Context. The structure of outer disc of our Galaxy is still not well described, and many features need to be better understood. The second Gaia data release (DR2) provides data in unprecedented quality that can be analysed to shed some light on the outermost parts of the Milky Way. Aims. We calculate the stellar density using star counts obtained from Gaia DR2 up to a Galactocentric distance R=20 kpc with a deconvolution technique for the parallax errors. Then we analyse the density in order to study the structure of the outer Galactic disc, mainly the warp. Methods. In order to carry out the deconvolution, we used the Lucy inversion technique for recovering the corrected star counts.

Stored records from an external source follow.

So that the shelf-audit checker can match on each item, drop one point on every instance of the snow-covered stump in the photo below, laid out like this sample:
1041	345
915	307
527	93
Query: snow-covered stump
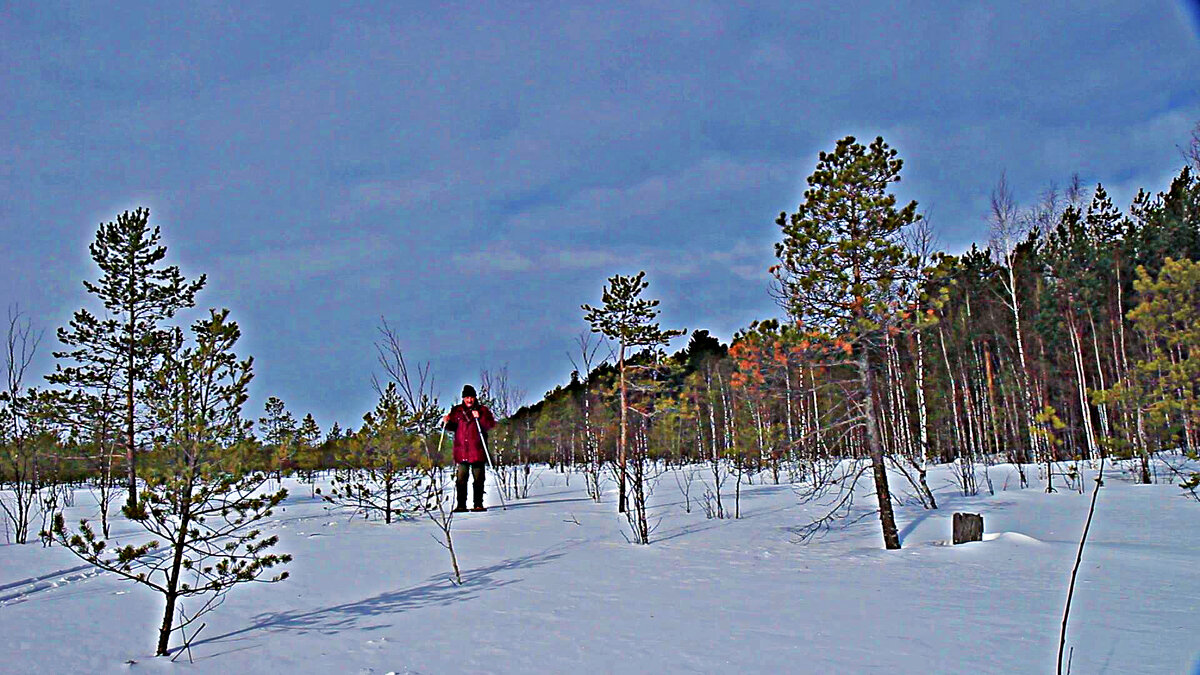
967	527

We also used the Gaia luminosity function of stars with MG < 10 to extract the stellar density from the star counts. Results. The stellar density maps can be fitted by an exponential disc in the radial direction hr = 2.07 ± 0.07 kpc, with a weak dependence on the azimuth, extended up to 20 kpc without any cut-off. The flare and warp are clearly visible. The best fit of a symmetrical S-shaped warp gives zw ≈ z + (37 ± 4.2(stat.) − 0.91(syst.))pc · (R/R ) 2.42±0.76(stat.)+0.129(syst.) sin(φ + 9.3 • ± 7.37 • (stat.) + 4.48 • (syst.)) for the whole population. When we analyse the northern and southern warps separately, we obtain an asymmetry of an ∼ 25% larger amplitude in the north. This result may be influenced by extinction because the Gaia G band is quite prone to extinction biases. However, we tested the accuracy of the extinction map we used, which shows that the extinction is determined very well in the outer disc. Nevertheless, we recall that we do not know the full extinction error, and neither do we know the systematic error of the map, which may influence the final result. The analysis was also carried out for very luminous stars alone (MG < −2), which on average represents a younger population. We obtain similar scale-length values, while the maximum amplitude of the warp is 20 − 30% larger than with the whole population. The north-south asymmetry is maintained.